The two became friends soon after she opened the club in 1948, and Bacon helped her cultivate its reputation as a seedy but convivial meeting place for artists, writers, musicians, homosexuals and bohemians. At its height, regular patrons included Lucian Freud, Jeffrey Bernard, John Deakin and Henrietta Moraes.

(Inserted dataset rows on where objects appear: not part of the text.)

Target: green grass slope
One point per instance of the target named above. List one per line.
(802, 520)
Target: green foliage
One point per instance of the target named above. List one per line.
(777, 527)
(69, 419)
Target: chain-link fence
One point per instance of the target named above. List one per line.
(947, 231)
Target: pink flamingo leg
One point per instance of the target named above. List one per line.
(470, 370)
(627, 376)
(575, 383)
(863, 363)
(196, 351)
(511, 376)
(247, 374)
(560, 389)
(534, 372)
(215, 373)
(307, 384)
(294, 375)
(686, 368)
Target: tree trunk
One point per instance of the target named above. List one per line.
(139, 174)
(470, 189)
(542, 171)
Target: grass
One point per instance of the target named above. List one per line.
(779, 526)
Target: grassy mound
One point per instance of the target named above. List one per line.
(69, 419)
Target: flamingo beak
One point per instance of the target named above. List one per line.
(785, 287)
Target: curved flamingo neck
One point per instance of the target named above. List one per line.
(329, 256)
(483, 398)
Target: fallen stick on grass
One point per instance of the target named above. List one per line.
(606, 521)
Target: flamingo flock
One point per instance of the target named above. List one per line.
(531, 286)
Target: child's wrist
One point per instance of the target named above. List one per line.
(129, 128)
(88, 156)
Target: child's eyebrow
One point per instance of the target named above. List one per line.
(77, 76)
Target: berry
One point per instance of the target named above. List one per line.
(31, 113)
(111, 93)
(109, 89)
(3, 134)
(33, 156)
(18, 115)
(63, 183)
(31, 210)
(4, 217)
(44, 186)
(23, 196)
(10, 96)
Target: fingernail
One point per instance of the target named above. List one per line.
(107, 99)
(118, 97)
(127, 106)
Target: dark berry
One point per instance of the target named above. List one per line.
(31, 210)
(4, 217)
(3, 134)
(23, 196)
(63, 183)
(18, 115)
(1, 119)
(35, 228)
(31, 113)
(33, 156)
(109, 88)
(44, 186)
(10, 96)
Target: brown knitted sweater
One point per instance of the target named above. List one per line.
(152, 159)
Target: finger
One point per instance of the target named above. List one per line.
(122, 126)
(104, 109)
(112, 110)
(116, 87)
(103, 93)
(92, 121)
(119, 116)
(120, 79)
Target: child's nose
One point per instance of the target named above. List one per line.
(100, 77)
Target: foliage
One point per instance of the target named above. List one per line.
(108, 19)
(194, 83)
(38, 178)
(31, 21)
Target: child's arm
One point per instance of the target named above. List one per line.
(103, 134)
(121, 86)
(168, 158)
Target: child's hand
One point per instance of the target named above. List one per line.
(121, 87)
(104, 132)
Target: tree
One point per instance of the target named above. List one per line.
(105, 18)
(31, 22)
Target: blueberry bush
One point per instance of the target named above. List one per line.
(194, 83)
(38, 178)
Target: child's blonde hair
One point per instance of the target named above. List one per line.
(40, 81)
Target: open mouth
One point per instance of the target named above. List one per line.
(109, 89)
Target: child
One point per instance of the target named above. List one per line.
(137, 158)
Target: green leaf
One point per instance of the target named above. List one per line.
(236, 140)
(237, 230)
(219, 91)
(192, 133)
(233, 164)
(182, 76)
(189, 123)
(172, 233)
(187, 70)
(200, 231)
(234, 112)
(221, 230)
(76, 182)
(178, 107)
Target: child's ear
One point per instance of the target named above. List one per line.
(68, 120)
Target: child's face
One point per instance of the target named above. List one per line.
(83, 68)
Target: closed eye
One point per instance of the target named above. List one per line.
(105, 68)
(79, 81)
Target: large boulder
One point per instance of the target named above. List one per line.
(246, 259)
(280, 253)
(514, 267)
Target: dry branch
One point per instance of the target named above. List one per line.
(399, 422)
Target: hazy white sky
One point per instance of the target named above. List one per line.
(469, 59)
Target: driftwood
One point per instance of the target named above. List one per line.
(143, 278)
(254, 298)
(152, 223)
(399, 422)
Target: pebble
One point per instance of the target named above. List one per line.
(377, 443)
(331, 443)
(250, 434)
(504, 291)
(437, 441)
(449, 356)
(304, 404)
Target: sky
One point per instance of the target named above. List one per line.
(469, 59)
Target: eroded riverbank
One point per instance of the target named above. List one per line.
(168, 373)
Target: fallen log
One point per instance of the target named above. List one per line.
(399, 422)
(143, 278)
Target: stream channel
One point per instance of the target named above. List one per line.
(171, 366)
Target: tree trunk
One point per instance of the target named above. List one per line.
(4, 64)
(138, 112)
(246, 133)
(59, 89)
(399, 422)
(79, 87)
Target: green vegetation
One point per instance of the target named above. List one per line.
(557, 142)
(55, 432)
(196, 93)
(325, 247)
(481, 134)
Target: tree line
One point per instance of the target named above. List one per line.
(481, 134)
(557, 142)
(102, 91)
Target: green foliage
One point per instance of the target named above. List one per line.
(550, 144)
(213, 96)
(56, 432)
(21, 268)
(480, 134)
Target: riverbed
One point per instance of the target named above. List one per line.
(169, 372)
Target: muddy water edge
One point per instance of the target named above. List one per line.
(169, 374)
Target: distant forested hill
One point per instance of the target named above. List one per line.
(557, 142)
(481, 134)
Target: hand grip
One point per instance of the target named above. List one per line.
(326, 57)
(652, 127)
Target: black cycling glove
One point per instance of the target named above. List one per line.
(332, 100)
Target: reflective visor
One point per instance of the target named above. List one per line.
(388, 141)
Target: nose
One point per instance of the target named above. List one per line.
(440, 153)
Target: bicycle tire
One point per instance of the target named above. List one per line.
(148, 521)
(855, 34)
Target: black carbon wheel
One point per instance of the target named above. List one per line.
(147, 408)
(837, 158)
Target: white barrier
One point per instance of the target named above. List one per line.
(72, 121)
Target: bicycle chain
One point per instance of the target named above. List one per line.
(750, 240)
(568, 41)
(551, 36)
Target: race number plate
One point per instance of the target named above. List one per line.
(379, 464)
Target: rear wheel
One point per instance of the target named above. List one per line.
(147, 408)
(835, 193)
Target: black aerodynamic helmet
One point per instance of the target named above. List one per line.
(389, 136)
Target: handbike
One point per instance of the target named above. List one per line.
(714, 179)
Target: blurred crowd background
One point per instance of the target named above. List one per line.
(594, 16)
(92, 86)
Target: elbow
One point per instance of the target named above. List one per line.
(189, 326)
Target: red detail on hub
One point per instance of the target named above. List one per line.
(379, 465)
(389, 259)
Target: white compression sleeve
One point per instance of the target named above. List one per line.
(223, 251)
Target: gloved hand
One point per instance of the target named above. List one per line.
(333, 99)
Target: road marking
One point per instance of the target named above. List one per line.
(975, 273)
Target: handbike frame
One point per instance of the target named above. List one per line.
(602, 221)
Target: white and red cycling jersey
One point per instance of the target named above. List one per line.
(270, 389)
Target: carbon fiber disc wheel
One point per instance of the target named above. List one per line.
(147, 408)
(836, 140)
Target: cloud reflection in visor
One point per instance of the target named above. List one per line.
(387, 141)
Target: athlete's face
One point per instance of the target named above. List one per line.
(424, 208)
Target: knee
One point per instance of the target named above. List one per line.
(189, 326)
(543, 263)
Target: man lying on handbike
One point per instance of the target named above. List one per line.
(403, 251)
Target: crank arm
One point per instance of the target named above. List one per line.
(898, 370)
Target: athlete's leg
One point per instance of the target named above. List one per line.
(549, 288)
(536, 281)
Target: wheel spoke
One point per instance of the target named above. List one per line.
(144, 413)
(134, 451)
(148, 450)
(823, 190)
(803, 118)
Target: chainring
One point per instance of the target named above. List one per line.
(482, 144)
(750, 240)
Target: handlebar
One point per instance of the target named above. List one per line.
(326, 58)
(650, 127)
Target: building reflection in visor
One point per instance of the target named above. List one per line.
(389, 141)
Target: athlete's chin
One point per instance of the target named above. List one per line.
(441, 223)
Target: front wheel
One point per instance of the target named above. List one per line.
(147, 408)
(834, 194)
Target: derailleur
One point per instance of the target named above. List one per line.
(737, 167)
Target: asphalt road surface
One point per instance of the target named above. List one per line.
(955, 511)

Belcher died in 1979. Having been exhibited at Tate, London, and Galeries nationales du Grand Palais, Paris, The triptych is in a private collection.

==Model==
Both Belcher and Bacon shared a sharp, dry and caustic wit, which bordered on sarcastic and aloof disdain. They cultivated an at times intimidating atmosphere, and she became the subject of several of his paintings, including Seated Woman (Portrait of Muriel Belcher), which in sold 2007 for €13.7 million. Bacon did not paint from life sittings, and it is likely that he painted this triptych from photographs taken by Deakin.

==Description==
Each of the panels is set against a flat, dark and nondescript background. The portraits capture Belcher's personality, expressed through her flowing hair, arched eyebrows and prominent nose. From left to right, the panels show her in half profile looking to the viewer's right, in full profile, and in half profile looking to our left, in a sequence that evokes a sense of movement akin to the photographs of Eadweard Muybridge or police mug shots. Her facial features are heavily distorted in each, an effect achieved by long and wider brush strokes. Bacon uses contrasting colour palettes to change the tone and the mood of the panels; the fiery and aggressive reds of the centre portrait contrast with the calmer blue-grey tones of the right-hand image. The triptych follows in a pattern of panels painted of close friends in a similar distorted style during the late 1960s and very early 1970s.